The Pulse Asia exit poll, together with quick counts, was the sum of all administration fears (at which the Inquirer editorial took a tart look). For an analysis of the exit poll, see Philippine Commentary. The exit poll and the quick count therefore became the focus of the papers today:
In the Namfrel count, Legarda placed first in tabulations from Metro Manila, Regions 1, 2, 7, 12 and the Cordillera Administrative Region.
Escudero led in Regions 4, 5, 8, 9,10, 11 and the Autonomous Region in Muslim Mindanao.
Pangilinan, as of the final report released last night, was leading in Region 6 and Caraga, while Angara was No. 1 in Central Luzon.
Four TU candidates, including Zubiri, Recto, Prospero Pichay and Michael Defensor, were outside the winning circle.
GO’s Sonia Roco and John Osmeña placed 17th and 18th, respectively. TU’s Vicente Sotto and Cesar Montano occupied the 19th and 20th places.
Namfrel’s initial figures yesterday were culled from precincts in Ilocos Norte, La Union, Pangasinan, Cagayan, Kalinga, Bulacan, Nueva Ecija, Pampanga, Tarlac, Batangas, Laguna, Marinduque, Quezon, Rizal, Albay and Catanduanes in Luzon;
Iloilo, Negros Oriental, Leyte, Samar and Southern Leyte in the Visayas;
Zamboanga del Norte, Zamboanga del Sur, Bukidnon, Lanao del Norte, Misamis Occidental, Davao del Sur, Davao Oriental, North and South Cotabato, Maguindanao, Agusan del Norte and Agusan del Sur in Mindanao.
In Metro Manila, Nassa-Namfrel included reports from 71 precincts from Mandaluyong City and 18 from Muntinlupa City.
Paul Darwynn Garilao sums up the points and counter-points of both pro and anti exit poll camps. But the surveys might be even more of a whammy because the command vote and machinery may have broken down in the Visayas or been thwarted by poll-watcher’s vigilance in places like Samar and could possibly be yanked out in Davao. In Inquirer Current, John Nery points to Ralph Recto’s suggestion that, unsure if we’d even have elections, candidates had to murder each other to compensate for lost campaigning time.
The people have spoken. They want new faces. They want new leaders. They want change. They want new directions. They don’t want Gloria Macapagal Arroyo. These are the possible conclusions one can make looking at the senatorial race based on early returns from the quick count by ABS-CBN-STI.
And the Palace doesn’t want too many people saying the above. And so… The cheating’s there.
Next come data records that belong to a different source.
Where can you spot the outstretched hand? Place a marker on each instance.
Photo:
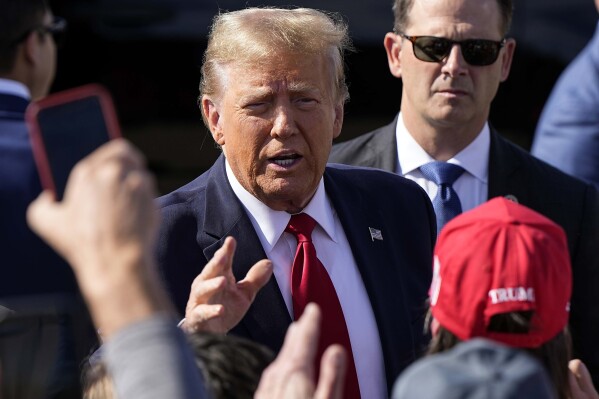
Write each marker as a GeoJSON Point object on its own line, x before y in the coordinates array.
{"type": "Point", "coordinates": [291, 375]}
{"type": "Point", "coordinates": [217, 302]}
{"type": "Point", "coordinates": [105, 228]}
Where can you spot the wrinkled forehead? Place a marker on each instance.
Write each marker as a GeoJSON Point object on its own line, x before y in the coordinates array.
{"type": "Point", "coordinates": [477, 17]}
{"type": "Point", "coordinates": [298, 72]}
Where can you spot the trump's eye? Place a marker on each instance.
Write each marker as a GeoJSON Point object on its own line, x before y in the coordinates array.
{"type": "Point", "coordinates": [305, 102]}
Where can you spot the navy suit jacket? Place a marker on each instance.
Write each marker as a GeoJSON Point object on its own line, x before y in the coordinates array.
{"type": "Point", "coordinates": [28, 265]}
{"type": "Point", "coordinates": [567, 134]}
{"type": "Point", "coordinates": [396, 271]}
{"type": "Point", "coordinates": [569, 202]}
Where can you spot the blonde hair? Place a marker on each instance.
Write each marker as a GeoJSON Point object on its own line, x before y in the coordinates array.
{"type": "Point", "coordinates": [254, 35]}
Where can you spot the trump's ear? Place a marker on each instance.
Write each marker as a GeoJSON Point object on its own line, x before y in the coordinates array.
{"type": "Point", "coordinates": [211, 112]}
{"type": "Point", "coordinates": [392, 43]}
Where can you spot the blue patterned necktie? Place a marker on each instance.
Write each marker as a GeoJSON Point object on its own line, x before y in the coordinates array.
{"type": "Point", "coordinates": [446, 203]}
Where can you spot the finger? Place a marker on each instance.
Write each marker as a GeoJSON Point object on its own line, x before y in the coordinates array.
{"type": "Point", "coordinates": [119, 149]}
{"type": "Point", "coordinates": [583, 379]}
{"type": "Point", "coordinates": [198, 318]}
{"type": "Point", "coordinates": [221, 262]}
{"type": "Point", "coordinates": [202, 292]}
{"type": "Point", "coordinates": [332, 373]}
{"type": "Point", "coordinates": [256, 278]}
{"type": "Point", "coordinates": [301, 342]}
There are many options, and they’re being demonstrated by means of news reports and blog entries. You have news reports of how the cheating’s being done in Masbate. Among bloggers, Inblogosphere recounts volunteering to join the quick count in Baguio, and the cheating she’s encountered in looking at electoral returns:
— There’s an FPJm partylist in the Election Return. But in the actual Certificate of Canvasses which is the basis of major Comelec count the same FPJm partylist was totally ignored. I[t] was not in the list!
— There are only 15 votes for Montano, 45 for Richard Gomez for one sample ER. The total result is totally padded for one side – Gomez has now 65 votes. And Montano- Zero votes.
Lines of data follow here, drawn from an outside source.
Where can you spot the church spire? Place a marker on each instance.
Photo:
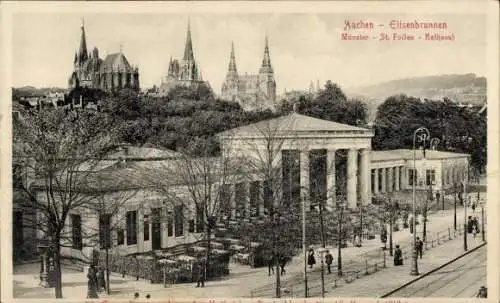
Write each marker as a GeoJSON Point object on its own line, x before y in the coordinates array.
{"type": "Point", "coordinates": [82, 52]}
{"type": "Point", "coordinates": [266, 67]}
{"type": "Point", "coordinates": [232, 61]}
{"type": "Point", "coordinates": [188, 50]}
{"type": "Point", "coordinates": [266, 62]}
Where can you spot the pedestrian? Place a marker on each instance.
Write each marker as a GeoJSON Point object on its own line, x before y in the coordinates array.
{"type": "Point", "coordinates": [311, 260]}
{"type": "Point", "coordinates": [482, 293]}
{"type": "Point", "coordinates": [328, 261]}
{"type": "Point", "coordinates": [420, 247]}
{"type": "Point", "coordinates": [270, 264]}
{"type": "Point", "coordinates": [398, 256]}
{"type": "Point", "coordinates": [383, 239]}
{"type": "Point", "coordinates": [201, 273]}
{"type": "Point", "coordinates": [357, 241]}
{"type": "Point", "coordinates": [92, 283]}
{"type": "Point", "coordinates": [469, 225]}
{"type": "Point", "coordinates": [282, 265]}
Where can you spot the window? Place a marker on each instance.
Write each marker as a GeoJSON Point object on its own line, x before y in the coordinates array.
{"type": "Point", "coordinates": [179, 221]}
{"type": "Point", "coordinates": [131, 227]}
{"type": "Point", "coordinates": [430, 177]}
{"type": "Point", "coordinates": [191, 226]}
{"type": "Point", "coordinates": [76, 222]}
{"type": "Point", "coordinates": [104, 231]}
{"type": "Point", "coordinates": [170, 224]}
{"type": "Point", "coordinates": [411, 175]}
{"type": "Point", "coordinates": [17, 175]}
{"type": "Point", "coordinates": [199, 220]}
{"type": "Point", "coordinates": [120, 235]}
{"type": "Point", "coordinates": [18, 228]}
{"type": "Point", "coordinates": [146, 227]}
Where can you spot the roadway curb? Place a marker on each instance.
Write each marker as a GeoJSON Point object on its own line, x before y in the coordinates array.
{"type": "Point", "coordinates": [433, 270]}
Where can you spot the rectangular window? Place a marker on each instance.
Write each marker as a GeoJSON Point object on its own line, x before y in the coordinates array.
{"type": "Point", "coordinates": [76, 230]}
{"type": "Point", "coordinates": [191, 226]}
{"type": "Point", "coordinates": [131, 227]}
{"type": "Point", "coordinates": [17, 175]}
{"type": "Point", "coordinates": [120, 237]}
{"type": "Point", "coordinates": [104, 231]}
{"type": "Point", "coordinates": [18, 228]}
{"type": "Point", "coordinates": [146, 227]}
{"type": "Point", "coordinates": [179, 221]}
{"type": "Point", "coordinates": [411, 175]}
{"type": "Point", "coordinates": [430, 177]}
{"type": "Point", "coordinates": [199, 220]}
{"type": "Point", "coordinates": [170, 224]}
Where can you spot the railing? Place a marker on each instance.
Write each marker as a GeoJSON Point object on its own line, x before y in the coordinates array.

— Votes for Alan Peter Cayetano was added to the other nuisance Cayetano.
— Certificate of Canvasses total results of votes is not the same with the corresponding election returns.
And how Overseas Fiilpino Voters voted: according to The Arab News only a small percentage did, but the results do suggest that that minority felt strongly enough to vote and express how they feel:
ABS-CBN reports on how Filipinos in America voted:
It took the embassy’s election deputies headed by Nolasco nearly 16 hours to finish counting about 700 ballots. Based on preliminary totals, the top 12 were: Francis Pangilinan (456), Loren Legarda (424), Ralph Recto (395), Joker Arroyo (388), Benigno Aquino III (381), Manuel Villar (370), Edgardo Angara (338), Panfilo Lacson (326), Aquilino “Coco” Pimentel (297), Francis Escudero (293), Vicente Magsaysay, Alan Peter Cayetano (281) and Sonia Roco (280).
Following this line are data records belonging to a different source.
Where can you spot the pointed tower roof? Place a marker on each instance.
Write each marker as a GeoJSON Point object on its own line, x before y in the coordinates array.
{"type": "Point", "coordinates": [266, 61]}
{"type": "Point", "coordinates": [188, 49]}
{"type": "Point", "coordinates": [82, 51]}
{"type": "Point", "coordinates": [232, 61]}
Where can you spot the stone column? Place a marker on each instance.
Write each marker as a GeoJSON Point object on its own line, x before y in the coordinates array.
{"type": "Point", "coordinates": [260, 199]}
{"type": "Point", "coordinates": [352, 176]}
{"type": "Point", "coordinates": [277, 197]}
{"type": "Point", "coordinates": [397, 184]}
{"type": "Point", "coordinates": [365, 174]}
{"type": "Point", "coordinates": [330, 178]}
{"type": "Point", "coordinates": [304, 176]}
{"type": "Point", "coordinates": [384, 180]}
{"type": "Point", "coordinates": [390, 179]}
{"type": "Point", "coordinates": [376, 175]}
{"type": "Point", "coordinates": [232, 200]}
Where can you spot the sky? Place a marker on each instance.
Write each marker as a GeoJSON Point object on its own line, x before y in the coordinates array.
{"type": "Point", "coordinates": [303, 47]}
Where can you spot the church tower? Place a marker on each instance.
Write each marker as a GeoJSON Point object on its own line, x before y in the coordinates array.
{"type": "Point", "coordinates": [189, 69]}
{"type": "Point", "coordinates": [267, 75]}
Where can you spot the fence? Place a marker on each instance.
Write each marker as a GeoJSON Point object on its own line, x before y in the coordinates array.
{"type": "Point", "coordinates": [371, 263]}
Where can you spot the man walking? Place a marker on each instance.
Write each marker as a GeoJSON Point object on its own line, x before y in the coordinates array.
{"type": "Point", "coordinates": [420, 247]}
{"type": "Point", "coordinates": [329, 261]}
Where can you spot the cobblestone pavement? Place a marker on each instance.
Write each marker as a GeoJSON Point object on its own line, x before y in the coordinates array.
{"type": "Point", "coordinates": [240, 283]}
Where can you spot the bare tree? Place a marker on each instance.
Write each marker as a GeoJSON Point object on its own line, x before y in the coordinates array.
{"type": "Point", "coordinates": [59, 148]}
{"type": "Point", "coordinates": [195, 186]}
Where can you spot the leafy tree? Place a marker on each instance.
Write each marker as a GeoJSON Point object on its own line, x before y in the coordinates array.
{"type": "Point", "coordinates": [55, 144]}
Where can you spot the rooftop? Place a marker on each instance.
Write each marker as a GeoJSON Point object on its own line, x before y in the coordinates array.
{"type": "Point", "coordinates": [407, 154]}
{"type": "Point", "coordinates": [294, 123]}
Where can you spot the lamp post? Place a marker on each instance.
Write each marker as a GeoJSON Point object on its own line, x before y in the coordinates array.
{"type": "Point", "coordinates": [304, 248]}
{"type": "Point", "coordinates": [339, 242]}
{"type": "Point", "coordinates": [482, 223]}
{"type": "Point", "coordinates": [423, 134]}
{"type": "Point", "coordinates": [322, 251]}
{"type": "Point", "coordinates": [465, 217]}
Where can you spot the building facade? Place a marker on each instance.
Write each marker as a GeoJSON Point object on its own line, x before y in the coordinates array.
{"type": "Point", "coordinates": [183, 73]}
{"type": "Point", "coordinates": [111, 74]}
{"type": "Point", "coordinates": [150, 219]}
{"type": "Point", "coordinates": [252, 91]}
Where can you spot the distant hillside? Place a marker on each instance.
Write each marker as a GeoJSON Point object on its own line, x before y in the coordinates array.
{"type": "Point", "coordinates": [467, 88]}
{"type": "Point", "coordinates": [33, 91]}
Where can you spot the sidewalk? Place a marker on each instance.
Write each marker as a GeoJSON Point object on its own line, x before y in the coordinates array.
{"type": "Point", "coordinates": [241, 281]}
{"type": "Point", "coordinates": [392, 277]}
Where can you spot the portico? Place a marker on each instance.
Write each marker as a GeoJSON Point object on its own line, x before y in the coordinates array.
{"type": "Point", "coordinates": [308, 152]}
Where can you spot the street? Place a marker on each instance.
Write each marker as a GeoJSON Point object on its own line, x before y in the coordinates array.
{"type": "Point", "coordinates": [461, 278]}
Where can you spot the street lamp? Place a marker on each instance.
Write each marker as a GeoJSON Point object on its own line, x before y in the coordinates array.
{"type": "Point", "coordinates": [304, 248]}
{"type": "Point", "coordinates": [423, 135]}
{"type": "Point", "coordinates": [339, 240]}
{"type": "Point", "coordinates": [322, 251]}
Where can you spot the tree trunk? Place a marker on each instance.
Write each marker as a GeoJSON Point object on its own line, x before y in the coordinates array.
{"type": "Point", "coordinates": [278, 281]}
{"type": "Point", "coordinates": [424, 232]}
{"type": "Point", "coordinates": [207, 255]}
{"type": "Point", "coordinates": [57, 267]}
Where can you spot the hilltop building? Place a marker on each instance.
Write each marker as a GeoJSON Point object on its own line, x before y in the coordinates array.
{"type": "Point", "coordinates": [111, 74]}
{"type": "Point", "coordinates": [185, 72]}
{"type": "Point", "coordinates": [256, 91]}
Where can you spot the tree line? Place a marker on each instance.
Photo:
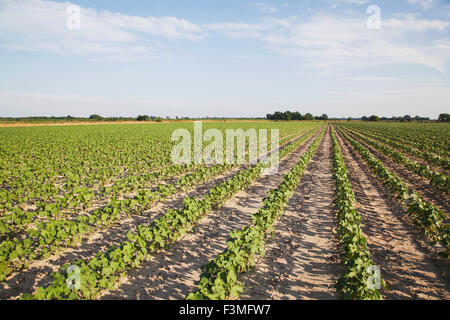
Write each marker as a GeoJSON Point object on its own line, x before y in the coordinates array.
{"type": "Point", "coordinates": [443, 117]}
{"type": "Point", "coordinates": [289, 116]}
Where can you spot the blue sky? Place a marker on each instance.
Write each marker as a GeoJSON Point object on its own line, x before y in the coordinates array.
{"type": "Point", "coordinates": [224, 58]}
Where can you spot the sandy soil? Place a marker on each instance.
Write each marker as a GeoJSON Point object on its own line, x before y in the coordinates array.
{"type": "Point", "coordinates": [413, 180]}
{"type": "Point", "coordinates": [173, 274]}
{"type": "Point", "coordinates": [301, 260]}
{"type": "Point", "coordinates": [411, 270]}
{"type": "Point", "coordinates": [39, 272]}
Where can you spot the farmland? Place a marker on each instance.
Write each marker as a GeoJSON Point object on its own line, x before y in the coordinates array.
{"type": "Point", "coordinates": [355, 211]}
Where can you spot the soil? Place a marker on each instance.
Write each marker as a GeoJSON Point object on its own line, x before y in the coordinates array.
{"type": "Point", "coordinates": [301, 261]}
{"type": "Point", "coordinates": [411, 269]}
{"type": "Point", "coordinates": [174, 273]}
{"type": "Point", "coordinates": [39, 272]}
{"type": "Point", "coordinates": [413, 180]}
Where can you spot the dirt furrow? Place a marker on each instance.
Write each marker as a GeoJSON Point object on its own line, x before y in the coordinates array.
{"type": "Point", "coordinates": [39, 272]}
{"type": "Point", "coordinates": [413, 180]}
{"type": "Point", "coordinates": [410, 269]}
{"type": "Point", "coordinates": [173, 274]}
{"type": "Point", "coordinates": [301, 258]}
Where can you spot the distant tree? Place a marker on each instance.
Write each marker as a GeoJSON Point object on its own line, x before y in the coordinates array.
{"type": "Point", "coordinates": [407, 118]}
{"type": "Point", "coordinates": [287, 116]}
{"type": "Point", "coordinates": [143, 118]}
{"type": "Point", "coordinates": [95, 117]}
{"type": "Point", "coordinates": [444, 117]}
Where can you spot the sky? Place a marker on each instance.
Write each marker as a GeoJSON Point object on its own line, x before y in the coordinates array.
{"type": "Point", "coordinates": [224, 58]}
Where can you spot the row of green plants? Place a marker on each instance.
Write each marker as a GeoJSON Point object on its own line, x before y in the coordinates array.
{"type": "Point", "coordinates": [106, 268]}
{"type": "Point", "coordinates": [72, 203]}
{"type": "Point", "coordinates": [355, 256]}
{"type": "Point", "coordinates": [437, 179]}
{"type": "Point", "coordinates": [426, 216]}
{"type": "Point", "coordinates": [220, 277]}
{"type": "Point", "coordinates": [78, 199]}
{"type": "Point", "coordinates": [427, 137]}
{"type": "Point", "coordinates": [431, 158]}
{"type": "Point", "coordinates": [52, 236]}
And at home: see the updated Namfrel and other quick counts, nationally. And quick count results in Cebu as of 10 pm last night, quick count results in Davao as of 5:30 pm last night; and for Zamboanga as of 8:25 am; Surigao del Norte as of 4:45 am; and Pampanga (very thorough report online). A text message I got (I hope Iloilo City Boy or someone can verify this) has an opposition sweep, per Bombo Radyo’s final, unofficial, quick count:
Ellen Tordesillas gives a rundown of the significant local races.
Honesto General wrote this nice reflection on the whole thing:
The voting was one big social event. Everyone came: the young and old, rich and the poor, the hale and the infirm, the master and servant, the mistress and maid. Everyone had exactly one vote each. We filled up our ballots on two tables that ran the whole length of the court.
We should be proud that everyone who came could read and write. Not too many countries in the Third World can match that.
The Filipino woman won the right to vote almost three-quarters of a century ago. The Kuwaiti women won her right to suffrage only last year. There are many countries whose women are not yet allowed to vote.
Of course, there are still a lot of things wrong with our democracy. The killings are our national shame. But the killings are mostly to fight for control of the illegal lottery “jueteng,” smuggling and the rackets. As they kill each other, the country might be better off — maybe.
A democracy is like a house that is never finished. It is work in progress. The greatest tragedy is to lose hope. As we deplore the dark side of our democracy, let us count our blessings. And there are a lot of blessings that we should be thankful for. We just are not looking for them in the right places.